Eu estou indo de novo para a batalha. Só que estou tão, tão cansada, que nem sei se tenho forças mais para o ímpeto. A gente luta tanto por alguma coisa e essa coisa fica tão difícil que desanima. Talvez seja esse o ponto. A entrega. O deixar fluir. O não fazer nada e deixar o que tiver que ser, ser. Que seja, então.

quarta-feira, 18 de janeiro de 2012

Cuidados a serem tomados, ou Não facilite.


As tulipas gostam de frio.

Porém este verão está bem atípico.

Se eu fosse outras flores eu ficaria bem esperta, porque não mais que de repente a gente pode dar de cara com tulipas em pleno verão tropical.
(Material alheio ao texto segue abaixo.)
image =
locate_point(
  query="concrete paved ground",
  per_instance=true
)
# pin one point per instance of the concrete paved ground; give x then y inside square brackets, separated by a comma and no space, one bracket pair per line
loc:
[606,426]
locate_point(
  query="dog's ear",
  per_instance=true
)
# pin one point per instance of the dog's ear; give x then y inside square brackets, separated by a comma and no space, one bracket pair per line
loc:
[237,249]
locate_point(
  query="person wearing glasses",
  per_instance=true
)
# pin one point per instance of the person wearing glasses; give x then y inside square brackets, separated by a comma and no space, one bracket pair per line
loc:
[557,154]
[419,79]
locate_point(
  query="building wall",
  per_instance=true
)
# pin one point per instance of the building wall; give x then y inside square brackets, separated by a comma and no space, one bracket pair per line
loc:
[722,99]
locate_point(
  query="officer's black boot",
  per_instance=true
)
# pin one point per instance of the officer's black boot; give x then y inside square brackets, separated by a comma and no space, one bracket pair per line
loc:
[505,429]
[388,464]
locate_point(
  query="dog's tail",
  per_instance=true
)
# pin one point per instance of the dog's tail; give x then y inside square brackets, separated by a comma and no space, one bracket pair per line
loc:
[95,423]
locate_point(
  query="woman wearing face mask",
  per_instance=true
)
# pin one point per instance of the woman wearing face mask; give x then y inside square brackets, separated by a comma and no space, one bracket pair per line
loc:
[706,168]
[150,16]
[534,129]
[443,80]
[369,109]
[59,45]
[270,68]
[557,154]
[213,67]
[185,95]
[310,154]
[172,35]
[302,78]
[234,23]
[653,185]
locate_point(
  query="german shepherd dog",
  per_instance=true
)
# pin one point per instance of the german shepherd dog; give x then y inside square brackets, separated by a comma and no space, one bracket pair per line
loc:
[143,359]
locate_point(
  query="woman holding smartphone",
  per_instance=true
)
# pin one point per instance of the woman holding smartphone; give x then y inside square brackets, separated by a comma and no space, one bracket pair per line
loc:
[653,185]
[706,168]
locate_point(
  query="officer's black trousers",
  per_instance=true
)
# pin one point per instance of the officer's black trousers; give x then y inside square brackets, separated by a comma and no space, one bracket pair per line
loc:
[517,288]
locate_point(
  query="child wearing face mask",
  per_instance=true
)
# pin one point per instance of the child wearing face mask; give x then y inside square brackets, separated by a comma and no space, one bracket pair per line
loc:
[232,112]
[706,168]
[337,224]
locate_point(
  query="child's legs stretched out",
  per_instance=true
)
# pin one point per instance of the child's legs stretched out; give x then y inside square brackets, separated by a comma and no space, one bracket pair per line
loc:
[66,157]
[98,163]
Ou elas podem cair no colo da gente.

Isso sem mencionar os gatos, que andam ariscos com o clima esquisito.

É um risco.

terça-feira, 17 de janeiro de 2012


Aproveitando o burburinho do programa de TV que eu me recuso até a nomear porque merece somente a minha indiferença total e absoluta, ontem tive uma epifania sobre o escapismo.

As coisas não andam fáceis, eu administro adolescentes de todas as idades, inclusive eu mesma. Portanto, ontem (santo benefício de home office) larguei todo o trabalho que ficou gritando e esperneando e fui assistir TV. Fui porque quando sento lá e engulo Law and Order, CSI e Criminal Minds que eu até já tinha visto, nem penso nos meus problemas. E ainda ponho um cobertor e meio que durmo entre a metade de um Law and Order e o final de um NCIS, sempre com cadáveres, crimes hediondos, injustiças, maníacos e tudo de feio que a vida nos oferece.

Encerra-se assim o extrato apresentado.